The River And Us

Art and ecology flow through each other at a Bluebonnet Library exhibit.

· 2 min read
The River And Us
"My Skin is an Archive" by Bailey Rigby. Photo by Serena Puang.

Making With: Art & Ecology
Bluebonnet Library 
Baton Rouge
Through May 31

Baton Rouge is a city built on the Mississippi River, and the relationship between the two is … complicated. Baton Rouge needs the river: for commerce, for energy, to control flooding in the region. But the river didn’t need us, wouldn’t need us except to save it from ourselves. 

In a small art installation in the Bluebonnet library, students of an art and ecology art history course reflect on nature through art. The pieces, simple yet striking, are all made in collaboration with nature.  

The sound of the river trickling mixes in the small room with the ambient sound of the projector in the otherwise quiet library. The visuals projected against the wall are of the river in between two mirrored halves of a person’s face. Next to it, panels of grass/plant imprints on skin and even photos of sunburns are tessellated into a pattern. It’s visceral and kind of an unsettling viewing experience. Because what you’re looking at is not immediately clear.

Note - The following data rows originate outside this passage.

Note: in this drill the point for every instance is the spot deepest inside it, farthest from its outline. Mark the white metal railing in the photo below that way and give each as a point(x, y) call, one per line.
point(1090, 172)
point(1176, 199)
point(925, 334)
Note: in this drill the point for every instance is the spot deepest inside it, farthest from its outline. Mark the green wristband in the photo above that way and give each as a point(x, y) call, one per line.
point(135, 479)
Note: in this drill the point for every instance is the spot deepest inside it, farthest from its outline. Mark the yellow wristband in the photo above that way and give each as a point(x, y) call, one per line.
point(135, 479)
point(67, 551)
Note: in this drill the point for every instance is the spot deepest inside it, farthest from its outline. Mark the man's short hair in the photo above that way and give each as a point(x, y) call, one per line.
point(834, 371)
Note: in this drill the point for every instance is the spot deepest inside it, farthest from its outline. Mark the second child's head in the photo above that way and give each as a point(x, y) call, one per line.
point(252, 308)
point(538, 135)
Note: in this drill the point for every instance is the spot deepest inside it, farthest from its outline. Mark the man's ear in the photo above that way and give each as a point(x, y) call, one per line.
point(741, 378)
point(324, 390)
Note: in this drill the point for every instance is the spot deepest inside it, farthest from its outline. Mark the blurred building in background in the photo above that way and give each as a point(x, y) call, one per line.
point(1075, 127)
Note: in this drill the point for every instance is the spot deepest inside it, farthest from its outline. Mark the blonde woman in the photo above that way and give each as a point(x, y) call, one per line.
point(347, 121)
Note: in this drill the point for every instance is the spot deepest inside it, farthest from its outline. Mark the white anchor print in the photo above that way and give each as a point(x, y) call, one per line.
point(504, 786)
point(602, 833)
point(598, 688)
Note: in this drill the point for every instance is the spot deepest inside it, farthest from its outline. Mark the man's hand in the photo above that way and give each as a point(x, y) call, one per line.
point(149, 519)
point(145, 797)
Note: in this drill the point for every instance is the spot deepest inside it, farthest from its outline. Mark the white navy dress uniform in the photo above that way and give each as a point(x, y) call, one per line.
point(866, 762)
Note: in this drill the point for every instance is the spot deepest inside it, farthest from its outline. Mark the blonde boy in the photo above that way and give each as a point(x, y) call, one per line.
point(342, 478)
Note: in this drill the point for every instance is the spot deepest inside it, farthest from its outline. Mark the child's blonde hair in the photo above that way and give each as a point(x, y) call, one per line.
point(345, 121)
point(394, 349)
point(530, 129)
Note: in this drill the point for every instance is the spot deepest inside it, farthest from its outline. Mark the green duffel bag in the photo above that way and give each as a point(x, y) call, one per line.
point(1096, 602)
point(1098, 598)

It almost feels like you're seeing something you're not supposed to. In some ways you are, in that you're looking deeply at something you've probably never observed closely on someone else's skin: flower, grass imprints and even sunburns on patches of zoomed-in flesh. 

The piece, “My Skin is an Archive” by Bailey Rigby, is the result of hours of experimentation, lying on plants, waiting for it to leave an imprint. She writes in an artist statement on the wall that doing nature connection exercises made her think about the literal connection with Louisiana which, as a transplant, she had no ties to until moving here. 

Baton Rouge houses a lot of transplants. People love to complain about the city, but LSU students and young professionals are constantly moving here for school and work. When they do so, it’s not just the city or campus they’re getting. Baton Rouge is a total package with culture and food and unpredictable weather and an ever evolving river. It’s worth taking a deeper look at what it means to live here. 

Untitled piece in "Making With: Art and Ecology" Photo by Serena Puang.

“Making with” grew out of a group of students doing just that. It challenges the rest of us to do the same. On the other side of the small room, there’s an installation made of what looks to be different sand/dirt squeezed between human hands and arranged in a circle. It’s simple, yet it showcases a diversity that many people probably don’t know we have. Maybe it’ll encourage some people to dig deeper.